Will have the opportunity very soon, but until now I never rode a 30 inch front wheel bagger. But moto journalist and friend of the industry Horst Roesler did it for me. And for this test ride, both in the Blackwood Forest mountain roads next to Baden-Baden and on the German autobahn, he borrowed the new ultra custom bagger of builder Rick’s Motorcycles. So, was riding “Dirty Thirty” a challenge? Below a few of his impressions:
“Although the saddle is positioned low, when “pumped up” the chassis feels unusually high from the ground, ready to offer greater lean angles and to preserve the bags from scratching during sharp turns. At low speed, a combination of the bike high center of gravity with the immediate response of the front wheel with each small twist of the throttle, gave me an “Enduro” bike feeling. A feeling that is unlike what I have ever experienced on any Harley Big Twin Touring bikes. “Dirty Thirty” felt very light, very nimble. Around 80 km/h (50mph) the gyroscopic effect of the huge 30” front wheel becomes extremely present . The wheel stabilizes the ride quite a lot and Rick’s obviously has the practice to use that effect to ride his 30” bagger bike on very twisted roads where sport bikes have always supremacy..
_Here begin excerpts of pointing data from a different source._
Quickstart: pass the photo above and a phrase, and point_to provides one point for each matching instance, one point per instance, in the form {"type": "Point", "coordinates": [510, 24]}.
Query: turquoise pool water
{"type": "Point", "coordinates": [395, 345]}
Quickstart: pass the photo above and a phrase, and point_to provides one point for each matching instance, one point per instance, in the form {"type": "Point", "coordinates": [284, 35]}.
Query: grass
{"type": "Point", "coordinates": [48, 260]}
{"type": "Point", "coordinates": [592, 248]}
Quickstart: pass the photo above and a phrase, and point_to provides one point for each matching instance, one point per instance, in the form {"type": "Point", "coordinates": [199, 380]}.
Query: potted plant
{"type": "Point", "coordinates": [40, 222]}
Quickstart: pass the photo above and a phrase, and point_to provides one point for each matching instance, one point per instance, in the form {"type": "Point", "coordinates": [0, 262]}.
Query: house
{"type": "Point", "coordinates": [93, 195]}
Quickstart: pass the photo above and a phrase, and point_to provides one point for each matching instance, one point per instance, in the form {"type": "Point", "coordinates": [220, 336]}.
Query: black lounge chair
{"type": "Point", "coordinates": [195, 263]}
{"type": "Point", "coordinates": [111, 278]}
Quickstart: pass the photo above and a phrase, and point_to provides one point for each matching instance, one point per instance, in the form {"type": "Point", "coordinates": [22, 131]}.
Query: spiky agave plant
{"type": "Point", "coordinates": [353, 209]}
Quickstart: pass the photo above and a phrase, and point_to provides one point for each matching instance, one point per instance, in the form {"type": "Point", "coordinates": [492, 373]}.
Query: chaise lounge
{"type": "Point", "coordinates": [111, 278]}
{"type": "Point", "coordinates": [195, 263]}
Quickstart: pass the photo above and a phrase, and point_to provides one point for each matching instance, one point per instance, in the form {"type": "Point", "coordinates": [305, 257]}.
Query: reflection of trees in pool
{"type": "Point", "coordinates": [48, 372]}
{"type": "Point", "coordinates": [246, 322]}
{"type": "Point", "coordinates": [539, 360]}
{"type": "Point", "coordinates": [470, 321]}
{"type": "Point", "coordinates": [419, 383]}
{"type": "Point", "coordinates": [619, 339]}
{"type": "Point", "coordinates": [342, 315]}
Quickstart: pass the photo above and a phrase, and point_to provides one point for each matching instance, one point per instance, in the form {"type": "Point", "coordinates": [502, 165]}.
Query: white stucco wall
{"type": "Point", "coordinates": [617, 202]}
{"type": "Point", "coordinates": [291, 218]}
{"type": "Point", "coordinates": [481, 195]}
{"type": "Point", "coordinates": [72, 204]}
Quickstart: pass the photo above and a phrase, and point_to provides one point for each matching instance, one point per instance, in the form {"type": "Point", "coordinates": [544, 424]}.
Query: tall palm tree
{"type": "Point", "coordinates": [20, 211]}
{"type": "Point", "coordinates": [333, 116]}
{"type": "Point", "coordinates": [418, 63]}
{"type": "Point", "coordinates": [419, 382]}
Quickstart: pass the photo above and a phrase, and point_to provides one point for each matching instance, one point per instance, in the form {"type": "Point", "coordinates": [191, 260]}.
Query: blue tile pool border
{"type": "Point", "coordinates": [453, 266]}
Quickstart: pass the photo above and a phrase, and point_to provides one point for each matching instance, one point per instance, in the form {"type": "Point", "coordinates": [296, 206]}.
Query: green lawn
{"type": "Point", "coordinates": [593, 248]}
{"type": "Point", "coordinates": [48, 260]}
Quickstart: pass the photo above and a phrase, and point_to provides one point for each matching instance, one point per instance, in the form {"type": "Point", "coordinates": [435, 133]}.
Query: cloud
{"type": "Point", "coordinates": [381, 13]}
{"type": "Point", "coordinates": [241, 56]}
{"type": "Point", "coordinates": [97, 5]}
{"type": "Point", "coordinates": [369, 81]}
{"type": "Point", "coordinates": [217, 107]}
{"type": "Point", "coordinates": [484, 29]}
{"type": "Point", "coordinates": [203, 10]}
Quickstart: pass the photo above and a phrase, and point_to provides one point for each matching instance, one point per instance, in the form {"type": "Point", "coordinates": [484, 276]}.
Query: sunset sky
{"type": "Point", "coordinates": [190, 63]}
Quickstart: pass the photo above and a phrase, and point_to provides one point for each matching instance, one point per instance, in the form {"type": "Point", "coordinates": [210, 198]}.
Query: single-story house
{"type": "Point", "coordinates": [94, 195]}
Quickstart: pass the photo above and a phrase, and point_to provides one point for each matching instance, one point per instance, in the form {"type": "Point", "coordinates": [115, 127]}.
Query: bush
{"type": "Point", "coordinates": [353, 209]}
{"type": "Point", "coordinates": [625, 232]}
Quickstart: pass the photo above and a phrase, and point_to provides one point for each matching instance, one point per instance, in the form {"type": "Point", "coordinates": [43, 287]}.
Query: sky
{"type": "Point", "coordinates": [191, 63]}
On the autobahn, I pushed the bagger to 160 km/h (100 mph.) Even with some cross winds, “Dirty Thirty” felt very stable, offering precise handling but requiring greater and greater steering force at speed increases. I must mention that Rick’s being also an official Harley dealer, he is obsessed with his custom bikes keeping as close as possible to each Harley model handling characteristics. The custom rims he cut specifically for this bagger were trimmed of as much possible of unnecessary aluminum. So, handling of this same bike with heavier wheels could produce very different results. For a 30’’ front wheel bagger, Rick felt necessary to create his own 15-Inch rotors to accept 6-piston calipers.
At all times, I felt extremely safe riding “Dirty Thirty”. This 30” bagger and all its custom components have been developed to achieve TUV homologation for the fastest public roads on the planet, the ones of the German Autobahn.” Rick’s Motorcycles.